Maide suaresinde ki;
116. Allah: Ey Meryem oğlu İsa! İnsanlara, "Beni ve anamı, Allah'tan başka iki tanrı bilin" diye sen mi dedin, buyurduğu zaman o, "Hâşâ! Seni tenzih ederim; hakkım olmayan şeyi söylemek bana yakışmaz. Hem ben söyleseydim sen onu şüphesiz bilirdin. Sen benim içimdekini bilirsin, halbuki ben senin zâtında olanı bilmem. Gizlilikleri eksiksiz bilen yalnızca sensin.
117. Ben onlara, ancak bana emrettiğini söyledim: Benim de Rabbim, sizin de Rabbiniz olan Allah'a kulluk edin, dedim. İçlerinde bulunduğum müddetçe onlar üzerine kontrolcü idim.
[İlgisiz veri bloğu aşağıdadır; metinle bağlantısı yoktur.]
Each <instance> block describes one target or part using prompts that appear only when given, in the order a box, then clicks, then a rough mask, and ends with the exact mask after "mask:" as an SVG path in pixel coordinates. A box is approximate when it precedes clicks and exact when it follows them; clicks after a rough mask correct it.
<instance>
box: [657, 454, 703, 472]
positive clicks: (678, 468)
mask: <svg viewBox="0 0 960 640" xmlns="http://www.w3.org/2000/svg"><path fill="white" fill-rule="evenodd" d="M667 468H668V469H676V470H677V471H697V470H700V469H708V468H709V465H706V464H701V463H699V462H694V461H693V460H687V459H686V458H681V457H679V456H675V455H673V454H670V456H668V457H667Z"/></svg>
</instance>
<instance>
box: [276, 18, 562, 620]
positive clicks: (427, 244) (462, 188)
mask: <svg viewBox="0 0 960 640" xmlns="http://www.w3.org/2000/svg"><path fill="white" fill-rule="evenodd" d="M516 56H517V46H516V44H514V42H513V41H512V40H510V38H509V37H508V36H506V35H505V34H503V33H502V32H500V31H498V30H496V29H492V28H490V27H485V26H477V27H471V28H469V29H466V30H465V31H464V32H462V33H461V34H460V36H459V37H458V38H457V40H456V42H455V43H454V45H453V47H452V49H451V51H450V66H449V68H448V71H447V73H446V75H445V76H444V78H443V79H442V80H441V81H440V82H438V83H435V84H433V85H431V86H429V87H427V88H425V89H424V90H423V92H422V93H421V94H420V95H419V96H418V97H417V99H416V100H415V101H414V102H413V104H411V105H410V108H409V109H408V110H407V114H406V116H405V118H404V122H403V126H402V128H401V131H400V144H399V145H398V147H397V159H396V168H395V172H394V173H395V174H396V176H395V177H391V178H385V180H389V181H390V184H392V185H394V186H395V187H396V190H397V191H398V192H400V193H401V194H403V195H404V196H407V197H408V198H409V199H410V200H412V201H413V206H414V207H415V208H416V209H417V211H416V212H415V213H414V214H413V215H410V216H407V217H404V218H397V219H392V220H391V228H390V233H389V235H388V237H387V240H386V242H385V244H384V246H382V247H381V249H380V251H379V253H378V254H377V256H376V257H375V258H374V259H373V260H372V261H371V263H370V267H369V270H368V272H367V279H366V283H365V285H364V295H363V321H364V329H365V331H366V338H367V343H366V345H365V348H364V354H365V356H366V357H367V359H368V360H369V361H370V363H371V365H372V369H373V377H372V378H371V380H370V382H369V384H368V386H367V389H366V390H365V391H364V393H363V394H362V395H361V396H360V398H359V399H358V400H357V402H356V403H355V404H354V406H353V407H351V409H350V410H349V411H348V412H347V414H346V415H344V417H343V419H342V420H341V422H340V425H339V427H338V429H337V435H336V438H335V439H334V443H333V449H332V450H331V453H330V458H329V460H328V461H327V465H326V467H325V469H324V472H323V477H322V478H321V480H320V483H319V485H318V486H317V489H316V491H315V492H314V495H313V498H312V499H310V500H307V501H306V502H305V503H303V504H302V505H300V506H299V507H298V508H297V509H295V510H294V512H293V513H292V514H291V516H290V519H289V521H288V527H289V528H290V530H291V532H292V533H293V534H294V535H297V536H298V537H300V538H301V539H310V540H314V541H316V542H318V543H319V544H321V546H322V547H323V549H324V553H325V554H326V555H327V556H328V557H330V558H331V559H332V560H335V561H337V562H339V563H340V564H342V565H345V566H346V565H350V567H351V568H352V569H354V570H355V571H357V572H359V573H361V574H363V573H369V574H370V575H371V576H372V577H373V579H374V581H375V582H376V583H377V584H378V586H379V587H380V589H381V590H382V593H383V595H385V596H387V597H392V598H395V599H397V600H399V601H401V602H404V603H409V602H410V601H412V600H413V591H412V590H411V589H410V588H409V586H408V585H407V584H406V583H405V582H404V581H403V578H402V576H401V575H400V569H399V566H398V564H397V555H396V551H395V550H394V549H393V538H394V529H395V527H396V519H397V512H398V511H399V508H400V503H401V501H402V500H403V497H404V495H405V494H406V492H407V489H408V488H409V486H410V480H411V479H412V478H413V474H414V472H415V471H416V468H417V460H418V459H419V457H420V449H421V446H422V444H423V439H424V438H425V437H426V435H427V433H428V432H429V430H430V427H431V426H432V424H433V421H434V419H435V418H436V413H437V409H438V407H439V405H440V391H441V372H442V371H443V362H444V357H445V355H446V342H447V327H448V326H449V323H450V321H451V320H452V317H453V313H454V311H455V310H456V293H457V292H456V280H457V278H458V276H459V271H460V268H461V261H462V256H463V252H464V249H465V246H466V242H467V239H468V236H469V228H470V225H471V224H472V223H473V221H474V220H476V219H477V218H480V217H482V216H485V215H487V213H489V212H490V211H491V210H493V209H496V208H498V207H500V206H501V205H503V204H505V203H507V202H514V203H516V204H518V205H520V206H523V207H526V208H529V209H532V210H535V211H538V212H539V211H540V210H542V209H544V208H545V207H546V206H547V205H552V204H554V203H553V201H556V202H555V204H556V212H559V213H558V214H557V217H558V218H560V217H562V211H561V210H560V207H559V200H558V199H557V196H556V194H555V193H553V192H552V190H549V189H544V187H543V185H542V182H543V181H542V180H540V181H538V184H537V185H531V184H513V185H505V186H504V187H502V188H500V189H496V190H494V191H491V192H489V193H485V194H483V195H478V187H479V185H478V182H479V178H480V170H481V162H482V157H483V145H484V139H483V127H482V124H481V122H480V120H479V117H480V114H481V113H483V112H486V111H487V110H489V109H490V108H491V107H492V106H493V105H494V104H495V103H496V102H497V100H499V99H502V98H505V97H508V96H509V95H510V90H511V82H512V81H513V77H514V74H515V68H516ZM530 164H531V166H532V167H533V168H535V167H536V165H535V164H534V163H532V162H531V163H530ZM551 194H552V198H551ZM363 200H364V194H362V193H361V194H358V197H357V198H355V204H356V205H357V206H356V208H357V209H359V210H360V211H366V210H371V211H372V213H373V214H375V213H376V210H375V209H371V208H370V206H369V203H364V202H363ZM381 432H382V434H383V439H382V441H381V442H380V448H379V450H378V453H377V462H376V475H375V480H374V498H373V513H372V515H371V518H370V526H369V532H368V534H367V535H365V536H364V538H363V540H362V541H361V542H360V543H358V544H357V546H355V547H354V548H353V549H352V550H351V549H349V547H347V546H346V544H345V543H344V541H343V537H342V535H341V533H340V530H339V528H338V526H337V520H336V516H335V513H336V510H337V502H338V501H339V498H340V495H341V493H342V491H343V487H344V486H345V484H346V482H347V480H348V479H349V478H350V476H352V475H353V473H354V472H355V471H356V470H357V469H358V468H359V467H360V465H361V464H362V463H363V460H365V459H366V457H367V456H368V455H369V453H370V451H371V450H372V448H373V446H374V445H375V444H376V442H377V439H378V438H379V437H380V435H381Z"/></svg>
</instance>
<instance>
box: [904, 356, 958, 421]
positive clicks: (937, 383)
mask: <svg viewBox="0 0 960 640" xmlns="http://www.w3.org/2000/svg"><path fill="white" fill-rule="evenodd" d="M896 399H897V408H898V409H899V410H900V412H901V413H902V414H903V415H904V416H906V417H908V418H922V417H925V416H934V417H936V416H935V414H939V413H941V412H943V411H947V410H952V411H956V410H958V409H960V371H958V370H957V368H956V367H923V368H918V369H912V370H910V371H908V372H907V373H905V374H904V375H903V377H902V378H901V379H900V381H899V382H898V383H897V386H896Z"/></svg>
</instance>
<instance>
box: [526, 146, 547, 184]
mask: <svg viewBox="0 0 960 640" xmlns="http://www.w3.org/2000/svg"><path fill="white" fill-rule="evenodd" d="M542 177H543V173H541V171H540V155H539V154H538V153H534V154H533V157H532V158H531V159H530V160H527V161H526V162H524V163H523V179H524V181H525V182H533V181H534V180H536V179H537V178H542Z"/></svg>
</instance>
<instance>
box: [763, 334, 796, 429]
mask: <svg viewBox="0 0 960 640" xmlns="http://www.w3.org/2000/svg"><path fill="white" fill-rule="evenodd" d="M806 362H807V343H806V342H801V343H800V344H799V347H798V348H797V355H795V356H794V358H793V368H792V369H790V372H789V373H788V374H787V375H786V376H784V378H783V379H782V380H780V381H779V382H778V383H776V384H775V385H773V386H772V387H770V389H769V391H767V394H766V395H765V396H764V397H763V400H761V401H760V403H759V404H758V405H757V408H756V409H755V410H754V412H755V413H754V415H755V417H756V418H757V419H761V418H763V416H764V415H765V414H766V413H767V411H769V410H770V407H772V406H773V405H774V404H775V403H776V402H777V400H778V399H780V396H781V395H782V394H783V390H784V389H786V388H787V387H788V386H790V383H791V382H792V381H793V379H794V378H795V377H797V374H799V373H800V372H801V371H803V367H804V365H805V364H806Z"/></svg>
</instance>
Beni vefat ettirince artık onlar üzerine gözetleyici yalnız sen oldun. Sen her şeyi hakkıyle görensin.
ayetleri inince Rasülüllah s.a.v.,efendimiz,Mahşer gününde bazı Ümmetlerimin yaka paça götürüldüğünü göreceğim ibunlar benim ümmetim ne yapıyorsunuz dediğimde bana;onlar sen vefat ettikten sonra neler yaptılar bilmiyorsun,diyecekler bende Allaha,kardeşim İsanın dediği gibi;
...İçlerinde bulunduğum müddetçe onlar üzerine kontrolcü idim. Beni vefat ettirince artık onlar üzerine gözetleyici yalnız sen oldun'
Bu üç örnekte de görüldüğü gibi Peygamvberimiz Hz Muhammed a.s,bütün peygamberlere kardeşim diye hitabediyor ve son derece saygıyla anıyor.
Hans;Bu akşam bazı arkadaşlar bir Forum/Panel düzenleyelim,katılıma açık olsun diyorlar ne dersiniz?
Hasan;bence hakın katılımı henüz olmaz,ama senin okul arkadaşlarınla bunu yapalım inşallah.